Caregivers of children with disabilities or siblings with disabilities
I’ve recently taken over the care of my sister with disabilities. Caregiving for a person born with an incurable disability is somewhat different from caring for the aged, or an adult onset medical condition.
My sister is 65 with developmental disabilities. She is in a private independent living group. The transfer of her care has involved massive amounts of time to change payment accounts of all kinds to my name, not to mention legal paperwork. With that behind me, there are almost weekly issues to manage or decide upon.
Join this conversation to share with others dealing with similar issues.
How is your caregiving day today?
Interested in more discussions like this? Go to the Caregivers Support Group.
Connect

@judyandchloe and all... Thank you so much for your kind and helpful message. I will check into the Stellalife. It sounds as if it might help when his teeth and jaw are bothering him. It sounds like you've had and are experiencing a difficult time. I am so sorry. I have TMJ and may find that drug helpful as well.
His disability is cervical dystonia with multiple additional diagnoses that go along with this rare movement disorder. It is not like anything else. It is rare, legitimate experts in the field are rare. There are doctors who will try to treat it but know nothing about what to do, so for years they threw Oxycontin, Fentynal and any other heavy narcotic at him even though they helped only slightly. Then, the anti-Oxycontin rage began and he couldn't even get that medication to help with pain. I went to 5 pharmacies to try to fine Oxy to refill his prescription. One night, 5 pharmacies... either not enough, or none, or wouldn't give it to me because they didn't know me or whatever. Doctors and hospitals thought he was pill shopping, faking to get oxy... The man never took Tylenol for goodness sake! Yes, we have had quite the struggle, constant battles for 2 decades.

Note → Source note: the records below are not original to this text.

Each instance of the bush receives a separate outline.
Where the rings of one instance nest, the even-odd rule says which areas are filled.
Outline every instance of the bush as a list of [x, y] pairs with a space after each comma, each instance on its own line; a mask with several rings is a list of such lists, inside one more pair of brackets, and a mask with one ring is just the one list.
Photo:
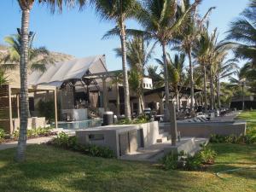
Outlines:
[[210, 137], [210, 143], [236, 143], [236, 144], [253, 144], [256, 143], [256, 135], [247, 134], [241, 136], [221, 136], [213, 134]]
[[201, 165], [202, 162], [199, 154], [195, 154], [194, 156], [188, 154], [183, 168], [188, 171], [195, 171], [201, 169]]
[[150, 122], [150, 120], [148, 119], [148, 116], [143, 114], [132, 120], [129, 120], [128, 119], [120, 119], [117, 125], [145, 124], [148, 122]]
[[58, 134], [56, 138], [49, 143], [55, 147], [81, 152], [87, 155], [102, 158], [113, 158], [114, 153], [108, 147], [97, 145], [81, 145], [75, 136], [69, 137], [65, 132]]
[[217, 155], [216, 152], [211, 148], [202, 145], [202, 150], [199, 152], [201, 162], [203, 164], [213, 164]]
[[171, 151], [163, 157], [161, 162], [166, 170], [182, 168], [188, 171], [200, 170], [204, 164], [213, 164], [216, 157], [214, 150], [205, 145], [201, 150], [194, 156], [180, 152], [179, 154]]
[[177, 169], [178, 168], [178, 158], [179, 154], [171, 151], [162, 159], [162, 164], [164, 165], [165, 169]]
[[[11, 137], [15, 140], [17, 140], [19, 138], [20, 135], [20, 130], [15, 131], [12, 134]], [[38, 128], [32, 128], [30, 130], [26, 130], [26, 137], [27, 138], [33, 138], [37, 137], [43, 137], [43, 136], [50, 136], [53, 135], [51, 132], [50, 127], [38, 127]]]

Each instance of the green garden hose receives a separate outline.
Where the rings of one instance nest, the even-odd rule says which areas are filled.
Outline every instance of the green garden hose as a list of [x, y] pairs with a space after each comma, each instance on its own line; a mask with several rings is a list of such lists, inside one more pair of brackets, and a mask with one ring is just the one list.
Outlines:
[[226, 170], [226, 171], [223, 171], [223, 172], [216, 172], [215, 175], [221, 178], [221, 179], [225, 179], [224, 177], [221, 177], [219, 175], [221, 173], [224, 173], [224, 172], [236, 172], [236, 171], [240, 171], [240, 170], [242, 170], [242, 169], [252, 169], [252, 168], [254, 168], [256, 167], [256, 166], [248, 166], [248, 167], [241, 167], [241, 168], [236, 168], [236, 169], [230, 169], [230, 170]]

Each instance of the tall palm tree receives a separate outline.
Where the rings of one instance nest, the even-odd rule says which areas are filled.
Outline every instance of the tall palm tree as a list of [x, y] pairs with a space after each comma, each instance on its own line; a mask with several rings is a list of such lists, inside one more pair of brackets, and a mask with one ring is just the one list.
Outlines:
[[120, 116], [120, 97], [119, 97], [119, 84], [123, 83], [123, 77], [122, 73], [116, 73], [114, 77], [112, 78], [111, 84], [115, 84], [116, 90], [116, 115], [118, 117]]
[[[133, 91], [138, 95], [139, 99], [139, 113], [141, 113], [144, 109], [143, 99], [143, 77], [145, 73], [145, 67], [147, 66], [149, 59], [152, 57], [154, 44], [150, 47], [149, 42], [145, 41], [143, 36], [135, 35], [131, 36], [131, 39], [126, 42], [126, 56], [127, 63], [131, 69], [131, 77], [129, 81], [137, 81], [138, 84], [130, 86]], [[114, 49], [118, 56], [122, 56], [122, 49], [118, 48]], [[138, 78], [138, 79], [134, 79]]]
[[[55, 60], [45, 47], [32, 47], [34, 38], [35, 33], [32, 33], [28, 39], [28, 67], [32, 71], [44, 72], [46, 65], [53, 64]], [[19, 67], [20, 59], [21, 37], [19, 34], [8, 36], [4, 41], [9, 48], [8, 53], [2, 58], [3, 65], [0, 67], [3, 69], [15, 69]]]
[[[160, 65], [164, 67], [164, 62], [161, 60], [155, 60]], [[185, 61], [185, 55], [176, 54], [174, 55], [174, 59], [172, 59], [170, 54], [167, 54], [167, 69], [168, 69], [168, 80], [169, 84], [174, 90], [174, 96], [176, 97], [177, 102], [177, 110], [179, 111], [179, 96], [178, 93], [181, 90], [182, 86], [178, 86], [181, 84], [182, 80], [183, 80], [183, 67]], [[179, 89], [180, 87], [180, 89]]]
[[196, 45], [193, 49], [193, 55], [203, 71], [205, 110], [207, 109], [207, 68], [210, 63], [215, 35], [216, 30], [212, 35], [209, 35], [207, 28], [203, 28], [199, 39], [196, 41]]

Things are better on that front for him. His pain doctor implanted a pain pump in his lower back with a catheter running to his neck to the major nerve causing most trouble. He's had that for a couple of years now, with Dilaudid and Backlofen constantly going to the nerve giving him some relief. He can give a boost of meds when things are even worse, but the number and times are limited. It's the only reason he's still alive. He also gets the maximum amount of Botox injections every 8 weeks... It is rare for a doctor to give them every 8 weeks rather than the required 12 weeks, but he can't go longer than 8 weeks and his Mayo doctor has authority to give them more frequently. Coupled with the pump, he has a base of pain relief that keeps him sane. He still has screaming episodes when the pain or muscle spams or cramping are too much, or his body jerks out of control, but he has more legitimate help now than previously.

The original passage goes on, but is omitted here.